Carol
Todd Haynes
par Helen Faradji
Être libre. L’expression peut sembler vaseuse, bouche-trou. La liberté, au fond, qu’est-ce que c’est ? Un beau grand concept que l’on ressort en temps de crise pour s’abriter derrière lui, comme un paratonnerre. Un idéal que l’on poursuit, sans réellement savoir s’il est tout à fait possible de le vivre. Un absolu qu’il est souvent plus facile d’espérer que d’éprouver.
Ce que l’on peut savoir, après une plongée dans l’œuvre de Todd Haynes, c’est que toute indéfinissable qu’elle soit, elle se paye. Les trois monstres inspirés par Genet de Poison, la ménagère tétanisée de Safe, la star glam-rock de Velvet Goldmine, l’épouse sirkienne de Far From Heaven, les Dylan de I’m Not There, sa Mildred Pierce, et aujourd’hui Carol… tous la rêvent, tous la devinent, derrière la noirceur de leurs existences, comme un oasis, tous lui sacrifient un bout de leur âme ou de leur corps à mesure qu’ils s’en approchent. Mais tous apprennent que c’est aussi lorsqu’on accepte de perdre, de s’éloigner du confort d’une vie d’habitudes plus ou moins malsaines, de prendre des coups en restant inlassablement debout qu’on la gagne.
En voyant Carol aujourd’hui, on comprend aussi cela. Ce qui intéresse Haynes, au fond, n’est probablement pas tant cette idée que la plupart de ses héros ne savent même pas qu’ils poursuivent, mais bien le processus. La libération plus que la liberté. Le chemin vers un épanouissement, une acceptation, ce poids dont il faut se délester. Pour Carol, comme souvent chez Haynes, ledit poids sera lié à son identité sexuelle. Car dans ce New York puritain et accro aux conventions des années 50, Carol est homosexuelle. Mariée, mère d’une petite fille, vivant dans le luxe et la sophistication, elle ne peut plus se mentir lorsqu’elle croise le chemin d’une jeune employée de grand magasin. Et vogue la galère pour cette grande bourgeoise raffinée qui devra faire face à ce dilemme : divorcer et être heureuse ou perdre la garde de sa fille.
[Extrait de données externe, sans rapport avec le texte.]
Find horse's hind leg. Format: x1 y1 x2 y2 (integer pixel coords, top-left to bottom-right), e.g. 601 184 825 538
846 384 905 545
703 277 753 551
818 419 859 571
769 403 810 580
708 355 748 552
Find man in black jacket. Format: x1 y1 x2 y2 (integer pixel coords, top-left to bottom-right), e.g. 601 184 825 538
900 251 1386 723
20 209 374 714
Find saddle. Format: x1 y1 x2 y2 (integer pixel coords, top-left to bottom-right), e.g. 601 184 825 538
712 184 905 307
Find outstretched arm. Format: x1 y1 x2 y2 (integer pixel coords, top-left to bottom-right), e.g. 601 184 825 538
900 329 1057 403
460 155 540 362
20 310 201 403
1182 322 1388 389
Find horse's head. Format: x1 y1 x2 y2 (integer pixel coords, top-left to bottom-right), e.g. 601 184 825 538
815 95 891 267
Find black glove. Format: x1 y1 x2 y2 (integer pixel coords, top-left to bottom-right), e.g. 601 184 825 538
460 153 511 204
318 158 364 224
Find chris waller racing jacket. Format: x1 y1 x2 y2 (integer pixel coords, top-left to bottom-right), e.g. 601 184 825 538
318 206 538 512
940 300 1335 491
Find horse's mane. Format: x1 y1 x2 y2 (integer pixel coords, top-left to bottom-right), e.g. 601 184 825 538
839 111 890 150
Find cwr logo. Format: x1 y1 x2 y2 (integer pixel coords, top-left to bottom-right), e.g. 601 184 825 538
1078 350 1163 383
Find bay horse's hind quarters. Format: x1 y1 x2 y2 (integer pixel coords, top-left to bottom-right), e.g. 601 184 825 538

Chez d’autres, la morale se serait invitée pour jouer les arbitres, et aurait pu faire de ce parcours une descente aux enfers complaisante. Chez Haynes, il n’en est rien. Car c’est par le cinéma, un grand geste de cinéma, un geste de cinéma sublime, que le cinéaste va magnifier cette femme, la rendant plus grande, plus belle, plus forte, plus vulnérable aussi que nature.
Un geste de cinéma qui se déploie alors sur les trois tableaux fondamentaux de toute œuvre d’art. Le récit, d’abord, adapté d’une histoire signée Patricia Highsmith par Phyllis Nagy, qui dessine cette magnifique et difficile histoire d’amour entre mélo et road-trip en se tenant au plus près des personnages, tout en mettant en jeu à chaque plan, chaque scène, la liberté de ces femmes à aimer, à être dans un monde qui le leur refuse et l’angoisse grimpant d’un cran chaque seconde qui en résulte.
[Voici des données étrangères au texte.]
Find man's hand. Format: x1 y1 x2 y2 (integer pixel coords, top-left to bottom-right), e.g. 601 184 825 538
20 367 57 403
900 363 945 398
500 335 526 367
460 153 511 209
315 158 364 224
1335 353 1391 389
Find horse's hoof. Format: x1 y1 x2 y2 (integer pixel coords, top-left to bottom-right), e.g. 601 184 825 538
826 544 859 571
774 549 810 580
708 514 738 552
Mais l’intelligence d’Haynes est aussi d’avoir su piocher dans tout l’arsenal stylistique et esthétique du film noir pour multiplier les jeux de reflets et de désaxages, les colorations jaunes et vertes, les harmonies terriblement mélancoliques composées par Carter Burwell et ainsi faire résonner dans le grain même de ces images tournées en 16mm l’ambiguïté, la tristesse, l’amertume causées par ce combat pour un amour défendu.
Un classicisme vintage de forme, une modernité totale de fond, et au milieu de l’amalgame sidérant de puissance et de finesse, deux actrices, formidablement complémentaires, deux femmes-monstres se faisant face pour mieux incarner toutes les étapes de ce chemin vers mieux. Rooney Mara, d’abord, en petite souris délicate, fragile, timide. Mais surtout Cate Blanchett, hallucinante de présence, capable d’un seul froncement de sourcil ou d’une simple ombre passant dans son regard félin, de transmettre une épaisseur, une profondeur, un mystère aussi intenses que fascinants.
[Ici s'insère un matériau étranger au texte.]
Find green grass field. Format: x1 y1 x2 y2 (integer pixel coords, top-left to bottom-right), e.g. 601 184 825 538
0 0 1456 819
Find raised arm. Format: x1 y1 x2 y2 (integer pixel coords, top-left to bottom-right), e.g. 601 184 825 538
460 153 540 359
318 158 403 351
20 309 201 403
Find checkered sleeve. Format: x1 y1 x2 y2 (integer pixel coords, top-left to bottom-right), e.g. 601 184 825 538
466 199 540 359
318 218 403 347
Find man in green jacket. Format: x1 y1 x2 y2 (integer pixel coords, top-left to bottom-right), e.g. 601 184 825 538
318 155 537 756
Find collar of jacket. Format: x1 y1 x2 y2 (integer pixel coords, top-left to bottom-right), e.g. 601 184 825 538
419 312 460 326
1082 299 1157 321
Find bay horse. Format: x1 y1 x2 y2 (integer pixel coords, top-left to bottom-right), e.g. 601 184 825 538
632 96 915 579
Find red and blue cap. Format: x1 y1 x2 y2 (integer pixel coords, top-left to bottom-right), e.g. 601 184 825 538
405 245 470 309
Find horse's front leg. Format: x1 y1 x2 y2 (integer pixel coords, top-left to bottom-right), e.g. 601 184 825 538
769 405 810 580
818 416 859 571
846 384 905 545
Les films qui ont la grâce de se faire œuvre, l’intelligence de miser sur toutes leurs forces, l’énergie de s’abandonner à plus grand qu’eux ne sont pas si nombreux. Carol, bouleversant et impérial, est de ceux-là. De ceux que l’on voudra chérir autant que cette liberté qu’il laisse briller comme un phare.